I’m Going to the Gym Later so I Can Eat What I Want Now
This is an easy one for people to slip up on if they’re not careful. Just because you’re now going to the gym three times a week that doesn’t mean you can gorge on unhealthy food (well if you’re serious it does).
I read somewhere once that getting fit is around 80% diet and 20% exercise although I’m not sure it’s that heavily weighted you get the idea. If you’re serious about getting into shape then you have to combine your efforts in the gym with what you’re eating out of it.
If I Don’t Feel it the Next Day I Didn’t Try Hard Enough
It isn’t uncommon to find slogans like “Push until it hurts” and such posted on gym walls up and down the country. As ‘inspiring’ as these are they are actually unhelpful and put the false notion that if we don’t hurt we haven’t worked hard enough.
I’ll start by saying that in a few cases you will probably hurt the next day; if you’re a beginner, if you’ve started a more intense regime or a new activity then a bit of muscular pain should be expected. If you’re sore after every gym session then you should look into lessening the intensity or frequency of them.

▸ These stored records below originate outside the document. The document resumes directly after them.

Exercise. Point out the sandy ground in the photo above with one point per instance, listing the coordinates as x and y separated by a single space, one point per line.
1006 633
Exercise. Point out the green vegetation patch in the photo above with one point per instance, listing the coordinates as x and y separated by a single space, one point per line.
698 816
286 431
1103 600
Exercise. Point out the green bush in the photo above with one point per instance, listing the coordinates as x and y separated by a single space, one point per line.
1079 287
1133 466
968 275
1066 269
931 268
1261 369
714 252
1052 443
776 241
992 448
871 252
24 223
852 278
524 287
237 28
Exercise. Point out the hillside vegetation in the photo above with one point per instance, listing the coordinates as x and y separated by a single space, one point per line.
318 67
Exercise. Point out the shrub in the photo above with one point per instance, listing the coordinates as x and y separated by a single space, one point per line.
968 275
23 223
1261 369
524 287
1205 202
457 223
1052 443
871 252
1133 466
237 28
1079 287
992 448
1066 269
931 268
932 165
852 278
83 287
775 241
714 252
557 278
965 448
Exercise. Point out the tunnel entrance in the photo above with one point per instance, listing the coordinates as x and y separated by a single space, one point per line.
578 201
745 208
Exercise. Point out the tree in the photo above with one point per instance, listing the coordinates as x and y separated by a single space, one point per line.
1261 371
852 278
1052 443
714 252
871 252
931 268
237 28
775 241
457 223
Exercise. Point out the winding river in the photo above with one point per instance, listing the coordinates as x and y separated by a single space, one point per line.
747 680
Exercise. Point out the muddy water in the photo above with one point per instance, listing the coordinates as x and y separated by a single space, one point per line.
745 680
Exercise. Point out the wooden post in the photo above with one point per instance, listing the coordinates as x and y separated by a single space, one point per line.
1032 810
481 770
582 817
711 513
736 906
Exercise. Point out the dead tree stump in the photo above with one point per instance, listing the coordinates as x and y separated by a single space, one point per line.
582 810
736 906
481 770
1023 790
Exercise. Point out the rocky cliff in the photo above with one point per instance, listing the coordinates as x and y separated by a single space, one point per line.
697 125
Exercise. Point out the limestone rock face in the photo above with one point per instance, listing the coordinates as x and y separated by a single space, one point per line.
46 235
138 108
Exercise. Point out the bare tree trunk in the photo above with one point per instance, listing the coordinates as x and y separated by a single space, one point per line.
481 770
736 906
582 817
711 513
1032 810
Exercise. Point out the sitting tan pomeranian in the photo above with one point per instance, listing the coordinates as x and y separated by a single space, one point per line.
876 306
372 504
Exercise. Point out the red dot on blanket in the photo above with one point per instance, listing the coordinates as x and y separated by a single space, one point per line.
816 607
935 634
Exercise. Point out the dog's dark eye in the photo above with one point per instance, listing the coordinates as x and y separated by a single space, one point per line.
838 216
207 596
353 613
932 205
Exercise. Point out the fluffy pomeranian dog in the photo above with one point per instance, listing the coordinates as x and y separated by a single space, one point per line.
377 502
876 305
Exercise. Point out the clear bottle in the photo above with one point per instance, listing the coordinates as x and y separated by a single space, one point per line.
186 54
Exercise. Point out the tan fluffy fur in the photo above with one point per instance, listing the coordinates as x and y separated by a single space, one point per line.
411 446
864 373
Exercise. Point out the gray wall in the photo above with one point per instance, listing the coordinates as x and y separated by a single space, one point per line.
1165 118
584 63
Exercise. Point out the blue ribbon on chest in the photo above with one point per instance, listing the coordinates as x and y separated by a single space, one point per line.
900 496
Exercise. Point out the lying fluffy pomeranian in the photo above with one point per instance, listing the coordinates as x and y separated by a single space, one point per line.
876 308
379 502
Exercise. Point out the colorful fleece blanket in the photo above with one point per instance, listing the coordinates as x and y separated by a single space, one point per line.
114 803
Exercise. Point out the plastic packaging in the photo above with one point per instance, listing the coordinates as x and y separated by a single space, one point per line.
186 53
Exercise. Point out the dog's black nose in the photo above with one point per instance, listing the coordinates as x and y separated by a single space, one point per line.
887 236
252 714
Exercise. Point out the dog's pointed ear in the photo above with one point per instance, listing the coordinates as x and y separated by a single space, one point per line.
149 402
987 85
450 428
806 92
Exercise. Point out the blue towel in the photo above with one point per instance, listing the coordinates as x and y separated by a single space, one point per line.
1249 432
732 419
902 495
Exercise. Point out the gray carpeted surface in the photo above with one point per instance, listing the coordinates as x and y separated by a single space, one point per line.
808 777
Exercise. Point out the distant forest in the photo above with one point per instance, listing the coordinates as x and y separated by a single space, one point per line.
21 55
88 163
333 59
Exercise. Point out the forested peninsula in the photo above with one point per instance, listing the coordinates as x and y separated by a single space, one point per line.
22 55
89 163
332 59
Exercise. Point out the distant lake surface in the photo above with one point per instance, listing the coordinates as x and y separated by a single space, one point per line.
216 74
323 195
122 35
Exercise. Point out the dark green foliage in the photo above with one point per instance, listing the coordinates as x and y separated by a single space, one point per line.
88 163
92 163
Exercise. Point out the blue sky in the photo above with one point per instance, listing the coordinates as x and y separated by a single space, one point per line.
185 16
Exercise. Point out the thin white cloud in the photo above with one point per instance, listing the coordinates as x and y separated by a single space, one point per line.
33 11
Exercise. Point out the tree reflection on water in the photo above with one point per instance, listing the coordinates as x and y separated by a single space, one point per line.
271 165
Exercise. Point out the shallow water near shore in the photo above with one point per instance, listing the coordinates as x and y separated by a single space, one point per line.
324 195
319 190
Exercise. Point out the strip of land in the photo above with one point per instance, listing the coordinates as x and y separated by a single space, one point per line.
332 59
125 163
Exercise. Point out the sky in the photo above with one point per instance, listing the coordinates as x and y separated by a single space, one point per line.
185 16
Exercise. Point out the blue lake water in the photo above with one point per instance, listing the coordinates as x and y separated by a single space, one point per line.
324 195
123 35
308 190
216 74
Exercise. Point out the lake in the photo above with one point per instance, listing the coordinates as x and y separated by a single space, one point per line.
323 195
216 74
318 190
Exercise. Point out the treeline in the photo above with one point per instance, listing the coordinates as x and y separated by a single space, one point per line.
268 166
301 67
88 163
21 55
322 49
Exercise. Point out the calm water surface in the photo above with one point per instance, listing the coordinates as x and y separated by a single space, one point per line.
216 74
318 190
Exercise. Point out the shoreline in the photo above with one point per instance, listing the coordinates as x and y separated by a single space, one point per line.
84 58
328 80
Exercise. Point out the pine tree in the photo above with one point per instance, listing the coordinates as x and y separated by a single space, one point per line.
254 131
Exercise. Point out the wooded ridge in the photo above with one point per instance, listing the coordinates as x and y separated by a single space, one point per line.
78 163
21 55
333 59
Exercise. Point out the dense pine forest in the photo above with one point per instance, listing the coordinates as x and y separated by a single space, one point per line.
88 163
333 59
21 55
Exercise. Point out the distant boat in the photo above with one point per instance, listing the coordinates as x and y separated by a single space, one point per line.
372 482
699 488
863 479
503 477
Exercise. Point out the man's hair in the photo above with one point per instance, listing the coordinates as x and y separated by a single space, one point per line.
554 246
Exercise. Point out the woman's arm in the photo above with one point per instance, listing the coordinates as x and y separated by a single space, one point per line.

Women are often very reluctant to do anything in the gym other than the treadmill, cross trainer or crunches – despite the benefits of strength training including weight loss and body tone. For many the reason is simply that they don’t want to use any weights or other forms of strength training because they’re scared that they will develop a prominent muscular frame. However, this is a myth; generally speaking women find it hard to build muscle naturally because they have very low levels of testosterone. Testosterone is important in the muscle growth process and so women should not be scared of developing massive biceps.